Gay suicides: For some, it never ‘gets better’
Published: Tuesday, September 27, 2011
Updated: Tuesday, September 27, 2011 11:09
Jamey Rodemeyer was a freshman at Williamsville North High School in New York. For years, he dealt with intense bullying at the hands of peers who told him that he was a ‘disgusting faggot' and that he would burn in hell for being gay.
Following the advice of his idol, Lady Gaga, Jamey tried to hold his head up as high as he could. In May, he contributed his own YouTube video to the It Gets Better Project in order to convey hope to other bullied youth. "Love yourself and you're set," he said. "And I promise you it'll get better."
But we denied Jamey the harvest of his own promise. On September 18, Jamey's hopelessness claimed his life. He was only 14. His suicide dealt all of us a sobering reminder that, for some, it really never does get better.
And we're all to blame.
We preach tolerance. Yet our society, including those of us who are LGBT supportive, far too often tolerates the very institutions and ideas that engender the kind of desperation that has taken the lives of untold numbers of youth. It's not ‘just your belief' or ‘just your opinion' — beliefs and opinions have consequences.
Kids like Jamey have to grow up in a world where their humanity is constantly called into question on a daily basis – and not just from peers.
Politicians make the oppression of gays central tenets of their campaigns. And in doing so, they tell gay youth that they aren't worthy of growing up to enjoy the same happiness that everyone else is entitled to — like the happiness that comes with marriage, with commitment, and with family.
Hate groups like the American Family Association, which is highly respected in conservative circles, demonize gays daily in the name of "protecting family values" from the "homosexual agenda."
And churches, where many people go hoping to find love and acceptance, often become realms of rejection for young gay people.
Teens and young adults from the Hattiesburg area flock to Hamilton, Ala., to visit The Ramp, a high energy youth ministry that promises to "awaken a generation" to their responsibility as "an offensive army imposing the kingdom of God."
There, they hear 'Prophet' Damon Thompson preach fiery messages filled with violent rhetoric – often directed against "queers."
"You cannot have a prime time television show without a queer on it," he complained in a sermon last year.
Then, he launched into a tirade against anti-bullying efforts: "What they're not saying is that the kid is not just miserable because he's bullied; he's miserable because he's gay. Because there's a lot of people who get bullied who never kill themselves. But the kid already hated himself because he was dealing with the demonic force of homosexuality."
Thompson is correct in thinking that gay teens are more likely to kill themselves than their straight counterparts; according to the Trevor Project's website, they are actually 300% more likely to attempt suicide. But it's not just because they're gay – it's because they're victims of a society that rejects and dehumanizes them simply because of who they are.

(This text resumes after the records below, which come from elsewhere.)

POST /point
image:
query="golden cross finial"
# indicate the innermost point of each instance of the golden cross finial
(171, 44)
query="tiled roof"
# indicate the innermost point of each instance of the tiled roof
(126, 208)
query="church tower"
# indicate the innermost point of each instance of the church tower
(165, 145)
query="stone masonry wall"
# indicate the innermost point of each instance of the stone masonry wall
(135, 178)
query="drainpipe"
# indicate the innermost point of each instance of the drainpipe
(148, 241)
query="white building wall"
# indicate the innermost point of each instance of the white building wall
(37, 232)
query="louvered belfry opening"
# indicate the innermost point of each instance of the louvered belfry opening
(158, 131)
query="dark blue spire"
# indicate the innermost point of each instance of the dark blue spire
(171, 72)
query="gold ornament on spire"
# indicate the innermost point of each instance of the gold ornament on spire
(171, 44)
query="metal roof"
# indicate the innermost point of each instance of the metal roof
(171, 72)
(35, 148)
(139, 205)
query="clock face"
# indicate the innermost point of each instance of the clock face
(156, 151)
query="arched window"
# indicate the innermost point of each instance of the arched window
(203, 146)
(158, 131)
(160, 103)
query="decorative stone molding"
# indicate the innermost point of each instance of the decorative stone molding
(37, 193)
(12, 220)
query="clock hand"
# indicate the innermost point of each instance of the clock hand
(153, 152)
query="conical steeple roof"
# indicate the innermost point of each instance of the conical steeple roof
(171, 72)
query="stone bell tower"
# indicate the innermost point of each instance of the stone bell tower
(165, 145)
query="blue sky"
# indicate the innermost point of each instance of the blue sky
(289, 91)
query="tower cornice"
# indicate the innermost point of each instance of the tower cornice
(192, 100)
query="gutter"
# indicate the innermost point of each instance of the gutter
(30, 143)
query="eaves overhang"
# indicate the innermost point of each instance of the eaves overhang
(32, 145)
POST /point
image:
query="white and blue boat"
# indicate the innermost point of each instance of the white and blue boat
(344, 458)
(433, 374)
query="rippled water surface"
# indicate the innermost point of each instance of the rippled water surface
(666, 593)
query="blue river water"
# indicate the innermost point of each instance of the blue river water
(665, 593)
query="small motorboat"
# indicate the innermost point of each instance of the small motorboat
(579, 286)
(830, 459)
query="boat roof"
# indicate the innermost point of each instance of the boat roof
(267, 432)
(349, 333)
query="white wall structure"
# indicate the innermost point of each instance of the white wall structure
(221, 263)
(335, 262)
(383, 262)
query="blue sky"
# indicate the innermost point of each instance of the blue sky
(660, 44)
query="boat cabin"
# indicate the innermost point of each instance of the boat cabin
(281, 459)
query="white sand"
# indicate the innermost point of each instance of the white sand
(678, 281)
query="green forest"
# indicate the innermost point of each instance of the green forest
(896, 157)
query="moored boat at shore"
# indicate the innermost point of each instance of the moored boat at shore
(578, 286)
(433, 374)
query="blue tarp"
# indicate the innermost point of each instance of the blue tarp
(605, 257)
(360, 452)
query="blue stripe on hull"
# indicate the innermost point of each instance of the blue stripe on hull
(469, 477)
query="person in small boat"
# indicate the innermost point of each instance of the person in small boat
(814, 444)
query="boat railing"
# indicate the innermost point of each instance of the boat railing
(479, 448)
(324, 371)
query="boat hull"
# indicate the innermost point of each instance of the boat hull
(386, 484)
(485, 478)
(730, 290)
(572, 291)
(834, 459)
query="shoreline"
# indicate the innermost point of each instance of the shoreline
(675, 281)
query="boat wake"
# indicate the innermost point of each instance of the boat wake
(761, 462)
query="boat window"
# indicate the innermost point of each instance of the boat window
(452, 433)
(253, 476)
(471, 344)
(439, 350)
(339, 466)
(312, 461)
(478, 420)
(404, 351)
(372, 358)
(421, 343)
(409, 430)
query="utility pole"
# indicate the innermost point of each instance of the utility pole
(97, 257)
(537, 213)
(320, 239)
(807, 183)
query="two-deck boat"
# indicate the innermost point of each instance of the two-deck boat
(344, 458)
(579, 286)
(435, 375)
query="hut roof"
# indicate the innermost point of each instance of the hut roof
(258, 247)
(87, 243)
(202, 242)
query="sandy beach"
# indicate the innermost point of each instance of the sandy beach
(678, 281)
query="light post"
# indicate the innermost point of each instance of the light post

Everyone feigns bewilderment at the idea that kids could be so cruel as to bully others to the point of suicide. But as long as we lend validity to political agendas and religious ideas that assault the human dignity of our LGBT brothers and sisters, the youth of this nation will follow suit.
In one YouTube posting, Jamey described a class discussion where students were asked to express their views on gay marriage. Many students explained their opposition by saying that gays were "disgusting" and that it was "against the Bible." Jamey left the classroom in tears.
"I got upset thinking about all the lives that have been lost because of gay bullying and I ran out of the room crying," he said. "And then, I was thinking, ‘Hold your head up and you'll go far.' I want to make a difference."
Today, Jamey's wish is being realized. But because of what we've allowed, he's not here to see it.